In dieser Installation wurden 2 Teile eines großen Granitblocks auf einer Schiene platziert und mit einem elektronischen Teil, einem Motor und einem Solarfeld verbunden.
Aktiviert durch die Sonnenenergie setzt sich der Motor in Bewegung. Die Installation wiederholt jeden Tag einen Zyklus von sehr langsamem aber unablässigem Öffnen und Schließen.
Am Morgen bewegen sich die zwei Granitblöcke voneinander weg, mittags haben sie ihren maximalen Abstand von 1,5m erreicht. Am Nachmittag schließt sich die Installation wieder.
„Physis“ bewegt sich extrem langsam, sie erscheint immer bewegungslos, wie z.B. Knospen, Blumen und Bäume.

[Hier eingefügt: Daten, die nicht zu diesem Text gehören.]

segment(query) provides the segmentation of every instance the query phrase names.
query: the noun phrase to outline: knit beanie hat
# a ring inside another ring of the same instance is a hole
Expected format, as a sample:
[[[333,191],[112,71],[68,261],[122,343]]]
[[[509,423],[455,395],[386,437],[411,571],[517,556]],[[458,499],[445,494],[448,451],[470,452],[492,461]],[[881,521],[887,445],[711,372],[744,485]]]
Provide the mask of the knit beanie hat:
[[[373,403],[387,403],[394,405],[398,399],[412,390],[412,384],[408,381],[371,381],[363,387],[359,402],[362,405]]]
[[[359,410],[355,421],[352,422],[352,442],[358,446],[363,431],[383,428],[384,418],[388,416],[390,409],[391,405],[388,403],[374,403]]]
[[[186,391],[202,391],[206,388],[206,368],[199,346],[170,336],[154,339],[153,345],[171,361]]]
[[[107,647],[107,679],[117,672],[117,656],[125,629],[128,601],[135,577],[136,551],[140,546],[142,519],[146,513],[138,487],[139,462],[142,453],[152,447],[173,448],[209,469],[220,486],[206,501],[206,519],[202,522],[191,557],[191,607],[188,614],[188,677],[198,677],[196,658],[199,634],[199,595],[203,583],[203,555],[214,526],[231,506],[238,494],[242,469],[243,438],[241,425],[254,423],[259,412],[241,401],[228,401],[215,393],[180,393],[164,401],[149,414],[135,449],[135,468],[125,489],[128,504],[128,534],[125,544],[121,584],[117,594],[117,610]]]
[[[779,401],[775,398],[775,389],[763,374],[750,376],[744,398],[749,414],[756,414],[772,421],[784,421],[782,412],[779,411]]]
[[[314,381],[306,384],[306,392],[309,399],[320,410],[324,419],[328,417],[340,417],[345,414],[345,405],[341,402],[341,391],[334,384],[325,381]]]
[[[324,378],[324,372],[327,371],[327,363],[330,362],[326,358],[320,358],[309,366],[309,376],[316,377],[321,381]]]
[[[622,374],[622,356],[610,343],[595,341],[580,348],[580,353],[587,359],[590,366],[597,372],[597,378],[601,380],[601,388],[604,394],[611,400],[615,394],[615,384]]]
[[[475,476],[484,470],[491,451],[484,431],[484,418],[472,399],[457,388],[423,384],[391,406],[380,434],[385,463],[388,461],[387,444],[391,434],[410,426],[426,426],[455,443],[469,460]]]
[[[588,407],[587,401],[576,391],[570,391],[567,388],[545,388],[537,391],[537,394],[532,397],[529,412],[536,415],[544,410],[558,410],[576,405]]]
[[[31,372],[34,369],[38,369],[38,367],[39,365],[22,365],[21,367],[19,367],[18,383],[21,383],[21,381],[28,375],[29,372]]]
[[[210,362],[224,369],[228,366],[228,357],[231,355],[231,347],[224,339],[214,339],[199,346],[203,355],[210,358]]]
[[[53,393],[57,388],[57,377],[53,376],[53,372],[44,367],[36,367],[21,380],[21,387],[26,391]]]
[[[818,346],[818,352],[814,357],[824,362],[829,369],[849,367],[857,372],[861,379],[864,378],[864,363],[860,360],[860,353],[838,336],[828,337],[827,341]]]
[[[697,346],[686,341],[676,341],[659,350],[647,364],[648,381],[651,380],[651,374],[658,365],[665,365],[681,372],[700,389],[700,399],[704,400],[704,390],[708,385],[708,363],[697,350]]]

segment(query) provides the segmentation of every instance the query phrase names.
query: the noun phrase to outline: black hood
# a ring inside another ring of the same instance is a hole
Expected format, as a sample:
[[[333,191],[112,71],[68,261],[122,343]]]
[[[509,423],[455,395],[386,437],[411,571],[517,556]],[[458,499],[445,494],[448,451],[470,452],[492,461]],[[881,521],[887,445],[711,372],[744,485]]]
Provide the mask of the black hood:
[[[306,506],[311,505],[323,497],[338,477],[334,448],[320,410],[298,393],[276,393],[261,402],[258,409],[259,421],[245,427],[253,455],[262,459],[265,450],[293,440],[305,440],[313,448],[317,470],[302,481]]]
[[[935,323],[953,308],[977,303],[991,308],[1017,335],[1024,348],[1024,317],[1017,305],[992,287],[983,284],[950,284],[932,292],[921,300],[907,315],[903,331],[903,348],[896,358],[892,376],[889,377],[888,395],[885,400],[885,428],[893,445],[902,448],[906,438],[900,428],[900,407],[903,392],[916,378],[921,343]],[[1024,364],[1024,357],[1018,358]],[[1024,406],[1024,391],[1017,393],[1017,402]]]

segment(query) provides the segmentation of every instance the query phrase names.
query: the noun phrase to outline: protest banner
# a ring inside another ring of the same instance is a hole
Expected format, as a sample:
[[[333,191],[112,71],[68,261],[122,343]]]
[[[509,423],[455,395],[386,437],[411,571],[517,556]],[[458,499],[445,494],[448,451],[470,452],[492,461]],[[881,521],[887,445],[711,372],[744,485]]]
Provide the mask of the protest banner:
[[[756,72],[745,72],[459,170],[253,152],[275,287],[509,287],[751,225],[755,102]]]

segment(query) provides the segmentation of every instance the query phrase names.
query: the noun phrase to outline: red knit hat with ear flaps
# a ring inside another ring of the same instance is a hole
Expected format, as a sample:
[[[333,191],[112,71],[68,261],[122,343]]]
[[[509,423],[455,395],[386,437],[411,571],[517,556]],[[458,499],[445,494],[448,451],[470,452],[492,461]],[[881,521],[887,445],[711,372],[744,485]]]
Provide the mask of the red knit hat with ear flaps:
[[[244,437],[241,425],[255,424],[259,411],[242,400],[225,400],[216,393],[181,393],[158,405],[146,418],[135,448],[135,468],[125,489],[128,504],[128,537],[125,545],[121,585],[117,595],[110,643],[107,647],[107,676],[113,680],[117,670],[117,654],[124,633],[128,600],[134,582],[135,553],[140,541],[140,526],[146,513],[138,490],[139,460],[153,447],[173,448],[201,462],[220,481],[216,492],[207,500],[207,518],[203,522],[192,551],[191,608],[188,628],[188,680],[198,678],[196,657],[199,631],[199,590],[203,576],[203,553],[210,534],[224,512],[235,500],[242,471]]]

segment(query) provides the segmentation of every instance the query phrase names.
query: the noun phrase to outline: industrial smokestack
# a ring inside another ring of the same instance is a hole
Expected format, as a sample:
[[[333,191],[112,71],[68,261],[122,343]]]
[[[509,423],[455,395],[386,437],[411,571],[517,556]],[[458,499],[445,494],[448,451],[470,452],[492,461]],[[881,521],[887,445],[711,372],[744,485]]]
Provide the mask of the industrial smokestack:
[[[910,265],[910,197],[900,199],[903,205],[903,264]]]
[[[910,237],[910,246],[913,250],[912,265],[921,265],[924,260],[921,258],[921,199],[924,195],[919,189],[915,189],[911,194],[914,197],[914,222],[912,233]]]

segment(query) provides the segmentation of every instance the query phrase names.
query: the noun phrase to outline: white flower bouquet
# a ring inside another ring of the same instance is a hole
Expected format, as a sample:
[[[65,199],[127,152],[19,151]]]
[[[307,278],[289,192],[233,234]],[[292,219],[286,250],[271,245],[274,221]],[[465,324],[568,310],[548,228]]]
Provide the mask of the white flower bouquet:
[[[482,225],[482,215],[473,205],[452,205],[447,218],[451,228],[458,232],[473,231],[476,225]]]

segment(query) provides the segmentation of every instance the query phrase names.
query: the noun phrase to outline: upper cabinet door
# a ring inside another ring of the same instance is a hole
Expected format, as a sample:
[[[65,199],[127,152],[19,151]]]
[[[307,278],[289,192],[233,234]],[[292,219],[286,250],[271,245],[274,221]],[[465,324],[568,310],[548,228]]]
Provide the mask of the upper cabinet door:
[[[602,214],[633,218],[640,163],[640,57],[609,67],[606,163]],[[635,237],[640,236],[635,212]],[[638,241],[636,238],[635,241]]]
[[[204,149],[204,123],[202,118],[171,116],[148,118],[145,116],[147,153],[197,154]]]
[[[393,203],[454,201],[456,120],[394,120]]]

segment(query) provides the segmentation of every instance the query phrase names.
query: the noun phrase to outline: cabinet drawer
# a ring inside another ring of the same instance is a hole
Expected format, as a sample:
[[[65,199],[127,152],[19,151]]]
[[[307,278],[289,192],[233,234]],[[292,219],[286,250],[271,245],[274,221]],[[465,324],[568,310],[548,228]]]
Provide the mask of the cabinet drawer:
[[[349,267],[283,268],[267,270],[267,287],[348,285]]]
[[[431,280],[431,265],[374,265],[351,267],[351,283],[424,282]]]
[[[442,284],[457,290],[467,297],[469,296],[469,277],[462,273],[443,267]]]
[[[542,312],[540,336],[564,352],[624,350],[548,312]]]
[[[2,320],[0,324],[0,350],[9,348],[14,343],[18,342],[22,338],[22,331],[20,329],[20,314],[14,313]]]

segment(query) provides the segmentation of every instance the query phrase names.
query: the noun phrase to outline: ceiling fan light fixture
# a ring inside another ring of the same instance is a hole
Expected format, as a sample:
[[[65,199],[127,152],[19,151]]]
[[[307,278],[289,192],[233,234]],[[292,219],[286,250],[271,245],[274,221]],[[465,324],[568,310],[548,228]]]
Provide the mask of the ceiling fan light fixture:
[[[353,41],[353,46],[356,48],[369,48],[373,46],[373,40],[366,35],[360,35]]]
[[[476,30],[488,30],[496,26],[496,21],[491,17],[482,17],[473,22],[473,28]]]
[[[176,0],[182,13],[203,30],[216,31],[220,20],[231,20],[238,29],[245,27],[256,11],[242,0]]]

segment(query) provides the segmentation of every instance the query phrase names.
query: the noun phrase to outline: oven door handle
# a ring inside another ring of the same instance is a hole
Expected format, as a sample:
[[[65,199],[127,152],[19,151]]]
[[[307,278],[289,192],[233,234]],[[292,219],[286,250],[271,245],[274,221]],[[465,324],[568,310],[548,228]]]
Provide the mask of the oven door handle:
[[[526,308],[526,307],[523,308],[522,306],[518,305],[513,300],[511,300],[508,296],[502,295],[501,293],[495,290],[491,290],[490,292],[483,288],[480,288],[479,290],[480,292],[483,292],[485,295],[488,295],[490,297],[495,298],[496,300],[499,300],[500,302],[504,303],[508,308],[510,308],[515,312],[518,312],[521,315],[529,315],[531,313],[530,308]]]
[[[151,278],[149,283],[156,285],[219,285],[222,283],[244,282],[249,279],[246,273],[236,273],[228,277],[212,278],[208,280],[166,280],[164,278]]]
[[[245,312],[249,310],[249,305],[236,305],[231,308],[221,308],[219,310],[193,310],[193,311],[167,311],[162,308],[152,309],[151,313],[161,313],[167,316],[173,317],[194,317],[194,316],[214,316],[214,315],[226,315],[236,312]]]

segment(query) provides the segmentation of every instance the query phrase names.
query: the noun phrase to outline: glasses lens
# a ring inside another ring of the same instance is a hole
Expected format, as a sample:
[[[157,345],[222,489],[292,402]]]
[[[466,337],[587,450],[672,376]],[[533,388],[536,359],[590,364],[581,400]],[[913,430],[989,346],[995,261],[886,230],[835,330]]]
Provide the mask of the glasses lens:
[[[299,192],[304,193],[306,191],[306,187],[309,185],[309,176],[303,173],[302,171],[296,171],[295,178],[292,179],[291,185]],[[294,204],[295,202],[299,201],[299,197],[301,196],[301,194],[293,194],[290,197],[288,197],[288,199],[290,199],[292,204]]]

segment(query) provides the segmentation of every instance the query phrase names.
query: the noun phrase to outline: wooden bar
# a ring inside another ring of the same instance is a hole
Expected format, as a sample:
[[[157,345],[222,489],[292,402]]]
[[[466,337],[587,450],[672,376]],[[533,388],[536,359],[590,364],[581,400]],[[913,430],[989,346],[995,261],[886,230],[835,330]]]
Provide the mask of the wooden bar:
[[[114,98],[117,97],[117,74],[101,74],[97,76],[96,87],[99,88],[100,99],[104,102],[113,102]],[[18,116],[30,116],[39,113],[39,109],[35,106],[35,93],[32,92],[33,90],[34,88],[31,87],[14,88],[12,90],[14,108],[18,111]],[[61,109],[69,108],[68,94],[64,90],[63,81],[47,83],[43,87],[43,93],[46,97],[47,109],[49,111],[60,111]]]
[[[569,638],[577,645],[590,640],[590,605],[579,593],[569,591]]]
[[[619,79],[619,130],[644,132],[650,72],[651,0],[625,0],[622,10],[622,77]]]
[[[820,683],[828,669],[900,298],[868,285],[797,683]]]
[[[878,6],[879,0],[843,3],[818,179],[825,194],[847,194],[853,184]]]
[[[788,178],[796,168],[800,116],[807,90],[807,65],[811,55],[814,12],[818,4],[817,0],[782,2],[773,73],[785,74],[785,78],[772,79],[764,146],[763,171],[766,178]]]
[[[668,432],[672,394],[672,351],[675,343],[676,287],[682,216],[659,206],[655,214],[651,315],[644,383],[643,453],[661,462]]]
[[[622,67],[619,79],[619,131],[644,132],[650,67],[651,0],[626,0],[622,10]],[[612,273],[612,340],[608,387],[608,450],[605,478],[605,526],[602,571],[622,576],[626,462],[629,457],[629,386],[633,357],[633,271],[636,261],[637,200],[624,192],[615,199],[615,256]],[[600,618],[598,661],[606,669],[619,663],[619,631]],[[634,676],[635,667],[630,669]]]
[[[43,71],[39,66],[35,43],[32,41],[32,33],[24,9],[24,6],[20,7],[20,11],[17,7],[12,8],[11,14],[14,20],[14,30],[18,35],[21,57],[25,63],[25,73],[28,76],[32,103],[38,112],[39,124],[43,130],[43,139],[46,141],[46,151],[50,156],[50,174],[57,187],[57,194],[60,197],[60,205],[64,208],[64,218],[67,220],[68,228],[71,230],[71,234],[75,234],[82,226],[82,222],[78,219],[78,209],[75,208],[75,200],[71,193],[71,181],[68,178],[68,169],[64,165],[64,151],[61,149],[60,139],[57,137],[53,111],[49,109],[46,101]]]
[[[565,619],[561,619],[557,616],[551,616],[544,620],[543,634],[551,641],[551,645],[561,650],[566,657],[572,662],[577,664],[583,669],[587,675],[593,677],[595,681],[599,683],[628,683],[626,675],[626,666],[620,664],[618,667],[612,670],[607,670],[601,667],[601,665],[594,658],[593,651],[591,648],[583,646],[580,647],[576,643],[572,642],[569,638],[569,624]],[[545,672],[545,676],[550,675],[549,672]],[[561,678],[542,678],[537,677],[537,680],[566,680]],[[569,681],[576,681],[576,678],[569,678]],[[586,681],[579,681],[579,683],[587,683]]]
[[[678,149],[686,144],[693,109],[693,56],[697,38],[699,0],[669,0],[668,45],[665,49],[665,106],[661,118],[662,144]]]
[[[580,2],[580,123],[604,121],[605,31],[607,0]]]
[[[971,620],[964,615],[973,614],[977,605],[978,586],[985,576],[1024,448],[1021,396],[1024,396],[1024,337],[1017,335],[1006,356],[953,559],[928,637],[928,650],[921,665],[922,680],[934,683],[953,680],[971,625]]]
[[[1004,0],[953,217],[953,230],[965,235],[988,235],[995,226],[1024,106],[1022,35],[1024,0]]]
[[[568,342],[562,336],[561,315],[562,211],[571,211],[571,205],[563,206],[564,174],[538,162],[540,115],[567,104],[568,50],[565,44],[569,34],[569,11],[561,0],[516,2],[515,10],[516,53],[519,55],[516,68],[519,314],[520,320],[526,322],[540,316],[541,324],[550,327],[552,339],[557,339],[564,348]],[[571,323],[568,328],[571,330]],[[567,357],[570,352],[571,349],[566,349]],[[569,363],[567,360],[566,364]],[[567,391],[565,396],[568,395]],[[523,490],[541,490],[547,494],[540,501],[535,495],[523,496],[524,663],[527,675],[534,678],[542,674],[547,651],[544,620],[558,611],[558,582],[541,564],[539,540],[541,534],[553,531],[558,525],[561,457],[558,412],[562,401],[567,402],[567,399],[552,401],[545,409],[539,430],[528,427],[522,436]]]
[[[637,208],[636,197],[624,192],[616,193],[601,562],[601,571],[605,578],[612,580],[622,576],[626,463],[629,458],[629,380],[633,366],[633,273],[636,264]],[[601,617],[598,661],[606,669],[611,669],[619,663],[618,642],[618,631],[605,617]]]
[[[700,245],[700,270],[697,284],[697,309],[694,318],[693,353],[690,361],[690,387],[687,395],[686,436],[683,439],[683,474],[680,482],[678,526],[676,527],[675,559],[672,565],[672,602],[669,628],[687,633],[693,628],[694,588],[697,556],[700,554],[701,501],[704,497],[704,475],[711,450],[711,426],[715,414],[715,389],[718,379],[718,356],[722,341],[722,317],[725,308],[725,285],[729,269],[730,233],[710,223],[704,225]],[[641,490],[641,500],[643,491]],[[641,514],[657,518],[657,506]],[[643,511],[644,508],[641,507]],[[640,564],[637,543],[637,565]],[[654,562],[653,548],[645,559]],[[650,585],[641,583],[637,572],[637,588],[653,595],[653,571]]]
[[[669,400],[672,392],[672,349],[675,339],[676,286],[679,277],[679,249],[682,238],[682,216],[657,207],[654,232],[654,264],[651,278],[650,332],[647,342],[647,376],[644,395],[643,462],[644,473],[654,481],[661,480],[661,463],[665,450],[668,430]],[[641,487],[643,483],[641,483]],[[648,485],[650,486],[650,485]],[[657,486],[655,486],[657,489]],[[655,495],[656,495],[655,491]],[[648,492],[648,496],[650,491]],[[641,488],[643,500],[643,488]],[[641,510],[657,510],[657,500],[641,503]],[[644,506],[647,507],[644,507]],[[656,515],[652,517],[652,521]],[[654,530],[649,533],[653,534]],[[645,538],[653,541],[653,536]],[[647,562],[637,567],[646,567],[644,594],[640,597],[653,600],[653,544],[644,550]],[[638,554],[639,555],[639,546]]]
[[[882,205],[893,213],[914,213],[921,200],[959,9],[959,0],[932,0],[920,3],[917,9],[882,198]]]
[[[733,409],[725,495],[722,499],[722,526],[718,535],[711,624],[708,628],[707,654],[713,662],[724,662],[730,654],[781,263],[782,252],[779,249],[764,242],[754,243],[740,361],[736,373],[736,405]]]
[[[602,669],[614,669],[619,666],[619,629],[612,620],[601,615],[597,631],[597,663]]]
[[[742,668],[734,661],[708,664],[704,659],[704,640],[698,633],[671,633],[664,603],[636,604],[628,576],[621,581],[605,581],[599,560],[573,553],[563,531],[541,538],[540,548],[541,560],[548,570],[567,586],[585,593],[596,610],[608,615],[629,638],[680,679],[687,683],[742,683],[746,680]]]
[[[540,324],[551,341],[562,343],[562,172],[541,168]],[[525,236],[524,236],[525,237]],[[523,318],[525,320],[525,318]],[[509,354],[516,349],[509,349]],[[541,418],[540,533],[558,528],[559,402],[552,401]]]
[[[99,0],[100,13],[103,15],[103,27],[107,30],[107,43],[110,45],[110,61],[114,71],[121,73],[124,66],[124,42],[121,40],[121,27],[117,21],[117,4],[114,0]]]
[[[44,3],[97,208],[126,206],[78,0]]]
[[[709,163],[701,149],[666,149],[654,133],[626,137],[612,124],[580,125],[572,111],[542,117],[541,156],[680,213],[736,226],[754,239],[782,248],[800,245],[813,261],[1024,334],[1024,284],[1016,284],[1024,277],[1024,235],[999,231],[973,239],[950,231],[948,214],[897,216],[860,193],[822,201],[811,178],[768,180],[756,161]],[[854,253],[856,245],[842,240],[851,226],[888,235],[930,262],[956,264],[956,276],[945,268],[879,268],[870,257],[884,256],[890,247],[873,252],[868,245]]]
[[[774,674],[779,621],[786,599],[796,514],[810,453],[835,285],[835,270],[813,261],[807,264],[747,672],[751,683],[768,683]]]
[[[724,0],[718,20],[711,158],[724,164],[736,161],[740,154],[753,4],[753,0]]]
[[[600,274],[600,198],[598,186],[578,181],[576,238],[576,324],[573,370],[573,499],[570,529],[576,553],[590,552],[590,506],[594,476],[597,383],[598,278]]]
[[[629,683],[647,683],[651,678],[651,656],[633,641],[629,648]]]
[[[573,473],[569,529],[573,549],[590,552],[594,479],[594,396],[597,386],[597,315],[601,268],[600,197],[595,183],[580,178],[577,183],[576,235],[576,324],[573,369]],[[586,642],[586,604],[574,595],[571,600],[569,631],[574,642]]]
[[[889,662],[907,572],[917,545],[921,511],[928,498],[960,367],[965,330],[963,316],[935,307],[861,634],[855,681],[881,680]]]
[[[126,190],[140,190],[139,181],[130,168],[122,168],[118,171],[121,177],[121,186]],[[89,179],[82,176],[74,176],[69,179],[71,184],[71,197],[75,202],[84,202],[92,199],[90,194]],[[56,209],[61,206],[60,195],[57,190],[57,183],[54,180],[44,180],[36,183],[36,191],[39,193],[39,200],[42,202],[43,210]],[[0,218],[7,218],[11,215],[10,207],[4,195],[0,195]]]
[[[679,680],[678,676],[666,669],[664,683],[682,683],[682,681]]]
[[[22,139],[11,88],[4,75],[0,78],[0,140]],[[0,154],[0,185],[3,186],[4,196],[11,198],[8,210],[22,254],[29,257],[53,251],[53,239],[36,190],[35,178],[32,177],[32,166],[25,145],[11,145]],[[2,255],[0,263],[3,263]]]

Die Bewegung von „Physis“ ist niemals gleich. Sie ist abhängig von der Intensität der Sonnenenergie, die durch das Solarfeld aufgefangen wird. Auf diese Weise atmet „Physis“ mit der Natur.
Abhängig von Wetterereignissen erhöht „Physis“ bei klarem Himmel ihre Geschwindigkeit und stoppt, wenn es lange regnet oder schneit.
Und – Physis schläft in der Nacht wie die Menschen und Tiere.